Participants were asked to carry one of two GPS devices (ie, iBlue 747: TSI: Hsinchu, Taiwan, Columbus V990: Columbus: Germany) for 7 consecutive days. In 2019, the iBlue devices malfunctioned. This led to a shift to the Columbus V990 GPS during the latter half of the study. Most participants carried the iBlue device at baseline. Participants were instructed to charge the device overnight and complete a paper-based activity log to record when they put the device on or off and if they removed the GPS device for more than 20 minutes during the course of the day. Baseline GPS data collection took place from July 2016 to October 2019.

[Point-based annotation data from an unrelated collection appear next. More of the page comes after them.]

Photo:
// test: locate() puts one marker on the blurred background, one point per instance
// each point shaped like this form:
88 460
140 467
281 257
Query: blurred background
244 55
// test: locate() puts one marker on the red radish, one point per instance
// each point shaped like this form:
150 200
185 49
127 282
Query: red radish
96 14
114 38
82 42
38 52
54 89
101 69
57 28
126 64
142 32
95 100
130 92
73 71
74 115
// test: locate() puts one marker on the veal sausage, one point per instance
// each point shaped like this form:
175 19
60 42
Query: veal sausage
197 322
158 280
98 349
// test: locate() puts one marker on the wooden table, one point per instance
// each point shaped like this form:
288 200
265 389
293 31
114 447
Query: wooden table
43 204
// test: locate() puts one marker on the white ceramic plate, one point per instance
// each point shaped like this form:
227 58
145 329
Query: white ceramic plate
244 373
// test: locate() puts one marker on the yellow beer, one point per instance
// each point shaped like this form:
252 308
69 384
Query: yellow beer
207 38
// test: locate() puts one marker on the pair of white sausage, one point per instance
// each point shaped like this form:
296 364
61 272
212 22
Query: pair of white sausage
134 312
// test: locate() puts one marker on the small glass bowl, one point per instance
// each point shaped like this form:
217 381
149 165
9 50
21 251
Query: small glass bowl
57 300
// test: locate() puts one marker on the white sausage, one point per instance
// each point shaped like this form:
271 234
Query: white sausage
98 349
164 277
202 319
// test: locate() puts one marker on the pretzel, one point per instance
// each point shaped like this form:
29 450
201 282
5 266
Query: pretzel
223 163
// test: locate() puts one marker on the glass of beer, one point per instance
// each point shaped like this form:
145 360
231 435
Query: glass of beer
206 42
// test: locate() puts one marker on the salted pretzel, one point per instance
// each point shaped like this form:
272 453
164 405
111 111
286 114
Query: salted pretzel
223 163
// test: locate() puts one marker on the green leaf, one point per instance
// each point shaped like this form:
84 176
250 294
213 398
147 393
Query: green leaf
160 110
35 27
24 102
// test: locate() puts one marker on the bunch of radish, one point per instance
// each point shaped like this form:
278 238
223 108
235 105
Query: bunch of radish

Inclusion and Exclusion Criteria
Wear days
A total of 249 participants were enrolled in the PRIMA study. However, GPS data collection did not begin until after the PRIMA study started. Of the 249 participants, 209 were asked to carry a GPS device. After removing participants with data download errors (n = 23), complete equipment failure (n = 2), lost devices (n = 1), or noncompliance (n = 1), 182 participants had baseline GPS data. Upon reviewing the distributional characteristics of the GPS data, 16 participants with less than 5 days of wear were excluded over concerns of noncompliance, device malfunction, signal loss, or nonrepresentativeness of one’s movement throughout the community. Seventeen individuals with fewer than 5 wear days with at least 20% of time spent inside the home (eg, on vacation away from home) were also excluded to ensure the robustness of the data. Our final analytic sample included 149 participants. The demographic characteristics of the excluded participants were not statistically significantly different from the analytic sample (data not shown).
Clinic Measures
Participants completed several tests at the clinic to evaluate physical and cognitive performance (13). Clinic measures of physical function included: (a) mobility, as measured by usual gait speed on a 14-foot instrumented walkway system (Zeno Walkway, Protokinetics LLC, Havertown, PA) (13), (b) endurance, assessed by the distance traveled during a 6-Minute Walk Test (14), and (c) skilled walking, characterized by the time to complete the Figure of 8 Walk (15). The cognitive measures included: (a) global cognition, assessed with the Modified 3MS (12), (b) psychomotor speed, as measured by the time to complete the Trail Making Test, Part A (16), and (c) task switching, characterized by the time to complete the Trail Making Test, Part B (16).
GPS Battery-Saving Mode
The GPS devices went into an idle, battery-saver mode when movement, as measured by a built-in accelerometer, or satellite signals were not detected for a certain amount of time (ie, 2–5 minutes). Once the movement was detected, the devices would reinitialize and resume data collection. Thus, the sampling rate varied based on the participant’s movement patterns. When the device was in motion, the iBlue had a typical sampling rate ranging from 5 to 30 seconds, while the V990’s usual sampling rate was 1–3 seconds. While the power-saving features extended the device’s battery life by allowing for multiple days of wear time without recharging, it introduced the need for time-weighted approaches when obtaining activity space measures given the nonuniform sampling intervals.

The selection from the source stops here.